At 11:39 AM 26/07/2004, you wrote:
Don, at the low level, the issue isn't necessarily caching results
from page-to-page (as viewed by some UI.) Such a cache would need to
be co-ordinated with index writes.
Rather, I plan to focus on the way Hits first reads 100 hits, then 200,
then 400 and so on -- but all Hits knows about is the MultiSearcher.
This means that in order to find the 101st hit, Hits effectively asks
ALL the searchers in the MultiSearcher to search again -- even though it
could be known that SOME of those searchers are incapable of returning
results.
-- Mark Florence
-Original Message-
From: Don Vaillancourt [mailto:[EMAIL PROTECTED]
Sent: Monday, July 26, 2004 11:06 am
To: Lucene Users List; Lucene Users List
Subject: RE: Anyone use MultiSearcher class
Thanks for the info.
Maybe the best solution to this may be to perform multiple individual
searches, create a container class and store all the hits sorted by
relevance within that class and then cache/serialize this result for the
current search for page by page manipulation.
At 09:46 AM 15/07/2004, Mark Florence wrote:
Don, I think I finally understand your problem -- and mine -- with
MultiSearcher. I had tested an implementation of my system using
ParallelMultiSearcher to split a huge index over many computers.
I was very impressed by the results on my test data, but alarmed
after a trial with live data :)

Consider MultiSearcher.search(Query Q). Suppose that Q aggregated
over ALL the Searchables in the MultiSearcher would return 1000
documents. But, the Hits object created by search() will only cache
the first 100 documents. When Hits.doc(101) is called, Hits will
cache 200 documents -- then 400, 800, 1600 and so on. How does Hits
get these extra documents? By calling the MultiSearcher again.
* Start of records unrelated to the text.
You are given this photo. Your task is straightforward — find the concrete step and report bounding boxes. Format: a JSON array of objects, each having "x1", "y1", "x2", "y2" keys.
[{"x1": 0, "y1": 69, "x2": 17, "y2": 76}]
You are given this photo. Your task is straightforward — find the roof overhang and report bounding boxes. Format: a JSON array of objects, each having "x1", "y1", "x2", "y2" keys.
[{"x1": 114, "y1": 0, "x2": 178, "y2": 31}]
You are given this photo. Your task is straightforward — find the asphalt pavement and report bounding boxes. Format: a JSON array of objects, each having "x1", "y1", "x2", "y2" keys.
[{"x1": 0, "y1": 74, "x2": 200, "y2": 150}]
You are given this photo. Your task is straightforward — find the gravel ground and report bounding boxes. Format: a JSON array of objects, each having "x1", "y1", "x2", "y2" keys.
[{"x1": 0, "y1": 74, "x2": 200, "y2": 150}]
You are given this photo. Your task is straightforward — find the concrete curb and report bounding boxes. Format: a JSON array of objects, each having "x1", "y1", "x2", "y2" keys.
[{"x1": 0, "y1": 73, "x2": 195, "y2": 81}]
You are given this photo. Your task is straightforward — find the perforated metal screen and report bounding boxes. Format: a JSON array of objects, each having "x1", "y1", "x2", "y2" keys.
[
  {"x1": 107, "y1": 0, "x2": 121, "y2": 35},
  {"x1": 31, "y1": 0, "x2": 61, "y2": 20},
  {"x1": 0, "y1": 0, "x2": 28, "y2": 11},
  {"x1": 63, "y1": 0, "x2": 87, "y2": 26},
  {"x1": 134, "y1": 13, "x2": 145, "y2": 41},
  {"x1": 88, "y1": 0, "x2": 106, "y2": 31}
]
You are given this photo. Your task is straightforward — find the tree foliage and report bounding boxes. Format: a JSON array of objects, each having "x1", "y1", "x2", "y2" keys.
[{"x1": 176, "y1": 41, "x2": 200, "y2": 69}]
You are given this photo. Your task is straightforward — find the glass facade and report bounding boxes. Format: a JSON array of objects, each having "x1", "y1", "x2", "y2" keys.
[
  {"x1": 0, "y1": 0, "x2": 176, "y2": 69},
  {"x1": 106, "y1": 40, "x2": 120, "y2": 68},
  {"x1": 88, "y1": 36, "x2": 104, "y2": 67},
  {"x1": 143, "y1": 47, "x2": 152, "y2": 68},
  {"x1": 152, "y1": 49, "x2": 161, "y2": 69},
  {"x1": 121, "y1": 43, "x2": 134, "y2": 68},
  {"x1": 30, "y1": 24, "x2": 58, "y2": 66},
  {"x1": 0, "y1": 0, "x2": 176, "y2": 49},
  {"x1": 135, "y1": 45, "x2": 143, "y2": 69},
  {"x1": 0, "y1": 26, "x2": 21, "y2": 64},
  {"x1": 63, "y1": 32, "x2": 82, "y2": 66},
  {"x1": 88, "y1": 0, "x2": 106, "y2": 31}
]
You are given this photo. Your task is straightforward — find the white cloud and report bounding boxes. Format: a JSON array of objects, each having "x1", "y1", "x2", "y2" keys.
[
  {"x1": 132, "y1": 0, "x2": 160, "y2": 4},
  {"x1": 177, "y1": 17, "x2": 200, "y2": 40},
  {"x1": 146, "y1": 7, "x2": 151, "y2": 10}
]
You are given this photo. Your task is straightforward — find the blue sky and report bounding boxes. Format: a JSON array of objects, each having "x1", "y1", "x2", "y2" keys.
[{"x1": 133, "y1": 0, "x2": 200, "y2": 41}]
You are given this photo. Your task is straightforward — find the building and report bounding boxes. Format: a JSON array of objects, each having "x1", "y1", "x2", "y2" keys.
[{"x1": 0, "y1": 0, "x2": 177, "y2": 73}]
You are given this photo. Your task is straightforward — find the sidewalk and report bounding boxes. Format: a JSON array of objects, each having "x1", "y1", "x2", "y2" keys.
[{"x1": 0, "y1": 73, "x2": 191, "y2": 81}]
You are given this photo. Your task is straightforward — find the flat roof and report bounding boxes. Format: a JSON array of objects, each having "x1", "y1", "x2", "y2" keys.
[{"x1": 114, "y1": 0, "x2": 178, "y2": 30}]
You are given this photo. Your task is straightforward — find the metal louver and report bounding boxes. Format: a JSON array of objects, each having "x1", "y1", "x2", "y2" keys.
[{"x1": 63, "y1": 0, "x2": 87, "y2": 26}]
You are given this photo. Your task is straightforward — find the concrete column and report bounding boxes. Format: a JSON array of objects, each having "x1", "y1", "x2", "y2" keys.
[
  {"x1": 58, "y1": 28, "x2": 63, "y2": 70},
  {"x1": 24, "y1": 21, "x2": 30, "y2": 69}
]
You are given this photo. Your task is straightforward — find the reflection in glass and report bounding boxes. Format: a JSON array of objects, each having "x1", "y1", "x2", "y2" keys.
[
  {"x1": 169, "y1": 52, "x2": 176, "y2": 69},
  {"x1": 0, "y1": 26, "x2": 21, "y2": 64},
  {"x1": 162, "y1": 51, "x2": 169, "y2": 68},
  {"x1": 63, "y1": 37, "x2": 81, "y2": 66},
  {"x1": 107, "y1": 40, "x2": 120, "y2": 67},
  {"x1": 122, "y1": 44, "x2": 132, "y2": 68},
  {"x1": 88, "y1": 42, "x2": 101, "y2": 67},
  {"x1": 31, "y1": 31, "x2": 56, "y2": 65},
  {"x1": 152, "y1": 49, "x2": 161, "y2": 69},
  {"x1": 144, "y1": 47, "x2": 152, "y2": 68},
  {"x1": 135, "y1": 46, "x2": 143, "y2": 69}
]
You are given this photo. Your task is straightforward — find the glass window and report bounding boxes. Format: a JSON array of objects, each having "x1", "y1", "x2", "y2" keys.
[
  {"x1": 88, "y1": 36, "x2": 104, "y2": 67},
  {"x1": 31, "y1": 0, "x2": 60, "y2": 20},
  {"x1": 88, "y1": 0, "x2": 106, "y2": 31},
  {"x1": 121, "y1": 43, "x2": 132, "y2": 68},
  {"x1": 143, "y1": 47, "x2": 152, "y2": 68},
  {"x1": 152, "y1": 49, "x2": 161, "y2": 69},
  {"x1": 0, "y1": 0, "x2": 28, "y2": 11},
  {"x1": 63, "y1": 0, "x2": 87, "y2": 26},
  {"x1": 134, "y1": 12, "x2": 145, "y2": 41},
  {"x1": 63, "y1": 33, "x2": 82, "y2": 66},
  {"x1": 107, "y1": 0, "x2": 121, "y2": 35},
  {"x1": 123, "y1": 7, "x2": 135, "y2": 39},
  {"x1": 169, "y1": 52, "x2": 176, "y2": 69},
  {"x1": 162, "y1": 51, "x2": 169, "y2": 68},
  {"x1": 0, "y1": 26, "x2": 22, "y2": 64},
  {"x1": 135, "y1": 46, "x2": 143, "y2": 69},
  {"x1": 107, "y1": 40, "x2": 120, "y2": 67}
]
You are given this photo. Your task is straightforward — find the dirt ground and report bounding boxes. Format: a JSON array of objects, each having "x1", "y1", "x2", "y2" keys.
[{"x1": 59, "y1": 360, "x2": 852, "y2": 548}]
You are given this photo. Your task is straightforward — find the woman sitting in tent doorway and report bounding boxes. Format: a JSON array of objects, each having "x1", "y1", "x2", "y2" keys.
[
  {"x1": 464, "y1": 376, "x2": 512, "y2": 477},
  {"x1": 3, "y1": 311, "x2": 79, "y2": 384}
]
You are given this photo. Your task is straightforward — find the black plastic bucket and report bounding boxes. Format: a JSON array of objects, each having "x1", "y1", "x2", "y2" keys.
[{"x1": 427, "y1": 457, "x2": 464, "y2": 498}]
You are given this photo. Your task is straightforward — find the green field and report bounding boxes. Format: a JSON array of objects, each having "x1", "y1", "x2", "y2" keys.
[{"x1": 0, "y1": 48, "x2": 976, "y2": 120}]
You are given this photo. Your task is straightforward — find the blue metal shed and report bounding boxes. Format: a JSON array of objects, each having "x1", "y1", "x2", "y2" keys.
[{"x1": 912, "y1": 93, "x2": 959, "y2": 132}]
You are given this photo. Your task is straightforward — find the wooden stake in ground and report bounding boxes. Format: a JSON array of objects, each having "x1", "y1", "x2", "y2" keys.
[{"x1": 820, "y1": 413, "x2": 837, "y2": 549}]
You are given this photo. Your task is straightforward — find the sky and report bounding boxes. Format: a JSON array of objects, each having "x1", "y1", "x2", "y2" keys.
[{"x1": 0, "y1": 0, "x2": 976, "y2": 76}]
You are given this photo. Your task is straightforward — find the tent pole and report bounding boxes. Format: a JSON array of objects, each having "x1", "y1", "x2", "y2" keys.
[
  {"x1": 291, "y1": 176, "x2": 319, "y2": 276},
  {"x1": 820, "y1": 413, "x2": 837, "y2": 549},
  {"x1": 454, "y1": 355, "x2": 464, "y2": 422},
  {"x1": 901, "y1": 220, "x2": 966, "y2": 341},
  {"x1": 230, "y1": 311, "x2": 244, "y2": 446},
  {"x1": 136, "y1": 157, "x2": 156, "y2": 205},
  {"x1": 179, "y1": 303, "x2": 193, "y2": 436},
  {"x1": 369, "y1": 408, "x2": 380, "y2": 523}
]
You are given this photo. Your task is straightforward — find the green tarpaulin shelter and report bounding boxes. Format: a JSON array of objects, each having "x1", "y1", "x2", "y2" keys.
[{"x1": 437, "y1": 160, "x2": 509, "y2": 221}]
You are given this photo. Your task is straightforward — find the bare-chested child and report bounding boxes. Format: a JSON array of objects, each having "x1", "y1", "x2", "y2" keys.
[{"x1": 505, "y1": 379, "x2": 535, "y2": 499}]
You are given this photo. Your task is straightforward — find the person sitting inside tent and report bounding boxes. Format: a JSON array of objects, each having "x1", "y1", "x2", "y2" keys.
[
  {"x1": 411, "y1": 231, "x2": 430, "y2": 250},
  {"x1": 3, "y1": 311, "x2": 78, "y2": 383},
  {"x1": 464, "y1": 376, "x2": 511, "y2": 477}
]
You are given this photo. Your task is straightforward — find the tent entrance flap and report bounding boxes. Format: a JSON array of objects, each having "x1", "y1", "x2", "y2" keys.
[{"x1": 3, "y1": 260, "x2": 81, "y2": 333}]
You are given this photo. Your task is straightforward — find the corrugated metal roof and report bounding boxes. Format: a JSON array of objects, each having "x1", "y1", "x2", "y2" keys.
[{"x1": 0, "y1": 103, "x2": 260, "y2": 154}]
Now consider a MultiSearcher as described above with 2 Searchables.
With respect to Q, Searchable S has 1000 documents, Searchable T
has zero. So to fetch the 101st document, not only is S searched,
but T is too, even though the result of Q applied to T is still zero
and will always be zero. The same thing will happen when fetching
the 201st, 401st and 801st document.

This accounts for my slow performance, and I think yours too. That
your observed degradation is a power of 2 is a clue.

My performance is especially vulnerable because slave Searchables
in the MultiSearcher are Remote -- accessed via RMI.

I guess I have to code smarter around MultiSearcher. One problem
you highlight is that Hits is final -- so it is not possible even to
modify the 100/200/400 cache size logic.

Any ideas from anyone would be much appreciated.

Mark Florence
CTO, AIRS
800-897-7714 x 1703
[EMAIL PROTECTED]




-Original Message-
From: Don Vaillancourt [mailto:[EMAIL PROTECTED]
Sent: Monday, July 12, 2004 12:36 pm
To: Lucene Users List
Subject: Anyone use MultiSearcher class


Hello,

Has anyone used the Multisearcher class?

I have noticed that searching two indexes using this MultiSearcher class
takes 8 times longer than searching only one index.  I could understand if
it took 3 to 4 times longer to search due to sorting the two search results
and stuff, but why 8 times longer.

Is there some optimization that can be done to hasten the search?  Or
should I just write my own MultiSearcher.  The problem though is that there
is no way for me to create my own Hits object (no methods are available and
the class is final).

Anyone have any clue?

Thanks


Don Vaillancourt
Director of Software Development

WEB IMPACT INC.
416-815-2000 ext. 245
email: [EMAIL PROTECTED]
web: http://www.web-impact.com




This email message is intended only for the addressee(s)
and contains information that may be confidential and/or
copyright.  If you are not the intended recipient please
notify the sender by reply email and immediately delete
this email. Use, disclosure or reproduction of this email
by anyone other than the intended recipient(s) is strictly
prohibited. No representation is made that this email or
any attachments are free of viruses. Virus scanning is
recommended and is the responsibility of the recipient.













-
To unsubscribe, e-mail: [EMAIL PROTECTED]
For additional commands, e-mail: [EMAIL PROTECTED]
Don Vaillancourt
Director of Software Development
WEB IMPACT INC.
416-815-2000 ext. 245
email: [EMAIL PROTECTED]
web: http://www.web-impact.com

This email message is intended only for the addressee(s)
and contains information that may be confidential and/or
copyright.  If you are not the intended recipient please
notify the sender by reply email and immediately delete
this email. Use, disclosure or reproduction of this email
by anyone other than the intended recipient(s) is strictly
prohibited. No representation is made that this email or
any attachments are free of viruses. Virus scanning is
recommended and is the responsibility of 

RE: Anyone use MultiSearcher class

2004-07-26 Thread Mark Florence
'Fraid not! Just a humble user :)

-- Mark

-Original Message-
From: Don Vaillancourt [mailto:[EMAIL PROTECTED]
Sent: Monday, July 26, 2004 12:14 pm
To: Lucene Users List
Subject: RE: Anyone use MultiSearcher class


Eh Mark,

Are you involved with Lucene development?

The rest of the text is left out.